Traduit par Juliette Colinas
Dans plusieurs régions du monde, la nature urbaine est en pleine renaissance. Les anecdotes se multiplient, traitant de biodiversité dans les villes, d’infrastructures végétalisées, ou des bienfaits psychologiques de la verdure. Mais l’un des aspects de la nature urbaine demeure sous-estimé : la nature sauvage. Des lieux où personne ne cherche à contrôler la nature. Où elle n’est pas aménagée, améliorée ou modifiée pour satisfaire l’humain. « Il n’y a pas beaucoup de reconnaissance pour ces espaces sauvages dans les villes », dit Dave Kendal, un écologiste de l’université de Melbourne, « et nous espérons que cette publication sensibilisera un peu à ce sujet ».

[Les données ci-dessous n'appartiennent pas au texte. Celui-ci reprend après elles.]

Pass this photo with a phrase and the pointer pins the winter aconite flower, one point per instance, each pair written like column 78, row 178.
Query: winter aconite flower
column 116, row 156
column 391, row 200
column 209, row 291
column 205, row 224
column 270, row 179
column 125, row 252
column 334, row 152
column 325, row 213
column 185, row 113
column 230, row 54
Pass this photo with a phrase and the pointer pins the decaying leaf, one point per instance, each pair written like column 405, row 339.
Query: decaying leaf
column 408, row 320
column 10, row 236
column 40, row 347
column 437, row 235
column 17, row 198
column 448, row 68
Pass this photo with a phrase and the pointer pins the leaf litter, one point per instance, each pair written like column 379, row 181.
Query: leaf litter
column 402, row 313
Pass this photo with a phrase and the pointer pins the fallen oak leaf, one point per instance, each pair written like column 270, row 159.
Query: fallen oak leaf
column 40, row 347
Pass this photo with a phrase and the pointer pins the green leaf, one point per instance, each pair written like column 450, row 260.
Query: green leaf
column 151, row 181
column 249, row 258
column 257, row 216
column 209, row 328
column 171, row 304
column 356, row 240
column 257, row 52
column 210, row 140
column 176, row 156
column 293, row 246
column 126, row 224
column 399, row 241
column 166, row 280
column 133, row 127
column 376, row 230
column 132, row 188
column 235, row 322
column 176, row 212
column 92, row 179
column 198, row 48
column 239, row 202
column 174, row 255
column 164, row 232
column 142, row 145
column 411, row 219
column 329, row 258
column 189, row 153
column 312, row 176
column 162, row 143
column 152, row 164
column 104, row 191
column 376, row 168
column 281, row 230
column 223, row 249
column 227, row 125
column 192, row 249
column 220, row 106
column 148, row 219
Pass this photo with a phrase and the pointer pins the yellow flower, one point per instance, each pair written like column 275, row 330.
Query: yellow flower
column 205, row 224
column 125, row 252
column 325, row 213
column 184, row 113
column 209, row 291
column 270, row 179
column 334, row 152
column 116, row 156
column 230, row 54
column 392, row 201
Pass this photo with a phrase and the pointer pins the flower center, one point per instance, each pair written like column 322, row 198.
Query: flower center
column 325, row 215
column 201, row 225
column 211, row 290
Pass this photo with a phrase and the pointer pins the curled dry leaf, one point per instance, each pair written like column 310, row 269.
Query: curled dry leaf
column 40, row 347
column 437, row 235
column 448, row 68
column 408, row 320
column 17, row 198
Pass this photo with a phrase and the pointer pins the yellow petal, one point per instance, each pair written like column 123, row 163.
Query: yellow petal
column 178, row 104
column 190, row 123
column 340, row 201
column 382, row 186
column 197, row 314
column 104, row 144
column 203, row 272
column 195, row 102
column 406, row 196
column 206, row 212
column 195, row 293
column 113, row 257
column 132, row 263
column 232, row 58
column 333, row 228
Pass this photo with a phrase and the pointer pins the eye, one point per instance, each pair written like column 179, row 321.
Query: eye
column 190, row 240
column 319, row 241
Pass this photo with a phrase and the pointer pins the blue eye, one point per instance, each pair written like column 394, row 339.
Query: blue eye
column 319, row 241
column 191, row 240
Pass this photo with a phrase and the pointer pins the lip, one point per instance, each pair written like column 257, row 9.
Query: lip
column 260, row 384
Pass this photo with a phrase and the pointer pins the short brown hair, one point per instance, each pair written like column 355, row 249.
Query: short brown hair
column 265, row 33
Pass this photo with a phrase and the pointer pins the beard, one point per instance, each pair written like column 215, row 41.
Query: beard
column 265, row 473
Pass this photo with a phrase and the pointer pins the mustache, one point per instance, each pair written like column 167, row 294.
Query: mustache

L’article auquel Kendal se réfère, publié dans la revue Urban Forestry & Urban Greening et coécrit avec son collègue Caragh Threlfall, également écologiste à Melbourne, est une revue de littérature sur les rôles écologiques et sociaux que joue la nature sauvage dans les villes. Les chercheurs dressent une distinction cruciale entre une région sauvage, qui est d’une autre échelle et par définition absente des villes, et la nature sauvage, qui est définie par « une absence d’intervention humaine continuelle » et la liberté des organismes de s’y comporter naturellement. Végétation persistante, espaces abandonnés et terrains vagues, bordures des chemins de fer, grands vieux arbres et terrains délabrés – lesquels varient en taille entre le petit terre-plein central d’une route et des milliers d’hectares de sites post-industriels. Selon Kendal et Threlfall, ils sont sauvages, et ils sont indispensables.
Ces lieux créent des liens entre les espaces reconnus comme étant riches en nature, et permettent d’éviter que les zones d’habitat ne deviennent des îles isolées. Ils peuvent servir de refuges, fournissant des ressources – telles que des fleurs à floraison précoce ou tardive pour les pollinisateurs – qui sont absentes des paysages développés ou fortement gérés. Leur origine ad hoc, façonnée par l’historique de constructions, démolitions, et abandons continuels d’une ville, donne lieu à une mosaïque de végétation. Ces lieux sont structurellement complexes et biologiquement diversifiés, arborant des espèces, des caractéristiques et des processus généralement perdus dans l’ordre de l’aménagement paysager – tels que les invertébrés dans les feuilles mortes, les trous dans les arbres, le bois en décomposition et les soi-disant « mauvaises » herbes.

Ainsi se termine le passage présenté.